TODOS EM UMA SÓ PESSOA

TODOS EM UMA SÓ PESSOA

Fernando Pessoa (1888 – 1935) não foi um sujeito qualquer. Nem foi uma única pessoa. Não para a poesia! Ricardo Reis, Álvaro de Campos, Alberto Caeiro e Bernardo Soares, todos eram Fernando Pessoa, mas nenhum era o Fernando. 

Um dos mais importantes escritores portugueses do modernismo e poeta de língua portuguesa, foi também filósofo, dramaturgo, crítico político, jornalista, astrólogo, inventor, entre tantas outras habilidades. Como astrólogo foi um exímio na área e apreciador do ocultismo. Destacou-se na poesia, com a criação de seus personagens.

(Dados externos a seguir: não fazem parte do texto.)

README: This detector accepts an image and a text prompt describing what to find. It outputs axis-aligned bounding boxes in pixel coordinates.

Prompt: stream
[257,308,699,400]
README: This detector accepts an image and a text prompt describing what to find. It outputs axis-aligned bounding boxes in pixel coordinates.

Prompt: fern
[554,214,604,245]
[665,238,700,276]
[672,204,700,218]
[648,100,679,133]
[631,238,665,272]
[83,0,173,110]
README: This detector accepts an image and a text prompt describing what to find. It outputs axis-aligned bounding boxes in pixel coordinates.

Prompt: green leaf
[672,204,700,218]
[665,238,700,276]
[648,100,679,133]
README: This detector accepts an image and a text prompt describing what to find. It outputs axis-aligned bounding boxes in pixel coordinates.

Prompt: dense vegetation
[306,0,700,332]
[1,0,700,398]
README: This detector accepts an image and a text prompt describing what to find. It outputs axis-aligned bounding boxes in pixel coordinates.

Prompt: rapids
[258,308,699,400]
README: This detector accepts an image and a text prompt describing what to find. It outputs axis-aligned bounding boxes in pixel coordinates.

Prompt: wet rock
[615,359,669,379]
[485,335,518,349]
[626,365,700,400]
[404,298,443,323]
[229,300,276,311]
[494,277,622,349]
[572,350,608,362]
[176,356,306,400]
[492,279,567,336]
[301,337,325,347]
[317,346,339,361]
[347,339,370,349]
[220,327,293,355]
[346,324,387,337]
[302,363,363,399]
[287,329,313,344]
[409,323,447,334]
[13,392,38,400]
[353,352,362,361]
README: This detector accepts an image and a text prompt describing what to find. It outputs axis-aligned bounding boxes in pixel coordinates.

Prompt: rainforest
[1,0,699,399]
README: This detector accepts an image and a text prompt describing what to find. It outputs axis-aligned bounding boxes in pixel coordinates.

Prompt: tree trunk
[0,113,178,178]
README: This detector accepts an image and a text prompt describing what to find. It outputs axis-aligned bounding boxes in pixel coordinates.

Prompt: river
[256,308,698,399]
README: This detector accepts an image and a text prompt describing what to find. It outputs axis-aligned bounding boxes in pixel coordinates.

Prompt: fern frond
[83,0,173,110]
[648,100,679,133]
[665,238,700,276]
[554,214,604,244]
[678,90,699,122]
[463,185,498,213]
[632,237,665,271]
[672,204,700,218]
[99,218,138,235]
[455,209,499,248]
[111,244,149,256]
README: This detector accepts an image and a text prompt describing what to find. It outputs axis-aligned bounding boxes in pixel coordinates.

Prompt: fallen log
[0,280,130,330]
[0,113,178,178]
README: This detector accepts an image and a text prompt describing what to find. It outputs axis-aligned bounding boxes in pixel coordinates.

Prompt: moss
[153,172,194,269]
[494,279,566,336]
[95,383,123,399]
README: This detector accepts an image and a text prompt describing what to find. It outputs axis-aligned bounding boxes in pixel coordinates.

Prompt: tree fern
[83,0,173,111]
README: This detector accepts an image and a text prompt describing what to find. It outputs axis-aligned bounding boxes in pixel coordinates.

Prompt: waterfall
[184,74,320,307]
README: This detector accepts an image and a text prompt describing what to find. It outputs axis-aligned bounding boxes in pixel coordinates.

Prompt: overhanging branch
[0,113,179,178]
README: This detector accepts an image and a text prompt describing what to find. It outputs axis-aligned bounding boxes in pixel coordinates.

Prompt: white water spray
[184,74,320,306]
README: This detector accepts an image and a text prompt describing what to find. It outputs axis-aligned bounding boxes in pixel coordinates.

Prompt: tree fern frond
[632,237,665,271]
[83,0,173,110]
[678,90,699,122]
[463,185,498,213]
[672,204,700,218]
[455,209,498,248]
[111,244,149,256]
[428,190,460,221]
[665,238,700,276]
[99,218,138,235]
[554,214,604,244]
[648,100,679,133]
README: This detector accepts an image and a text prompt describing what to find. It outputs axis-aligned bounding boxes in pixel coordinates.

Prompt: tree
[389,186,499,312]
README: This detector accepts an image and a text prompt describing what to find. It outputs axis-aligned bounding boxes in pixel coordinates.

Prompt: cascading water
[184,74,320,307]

Dono de uma vasta obra, ainda que tenha publicado somente quatro obras em vida, escreveu poesia e prosa em português, inglês e francês, além de ter trabalhado com traduções e críticas. Os temas explorados pelo poeta são dos mais variados, embora tenha escrito muito sobre sua terra natal, Portugal.


Excêntrico, criou inúmeros heterônimos, que ganharam não só nome, mas características específicas, data de nascimento, morte, personalidade, mapa astral e estilo próprio. Conheça mais dos Fernandos de Fernando Pessoa.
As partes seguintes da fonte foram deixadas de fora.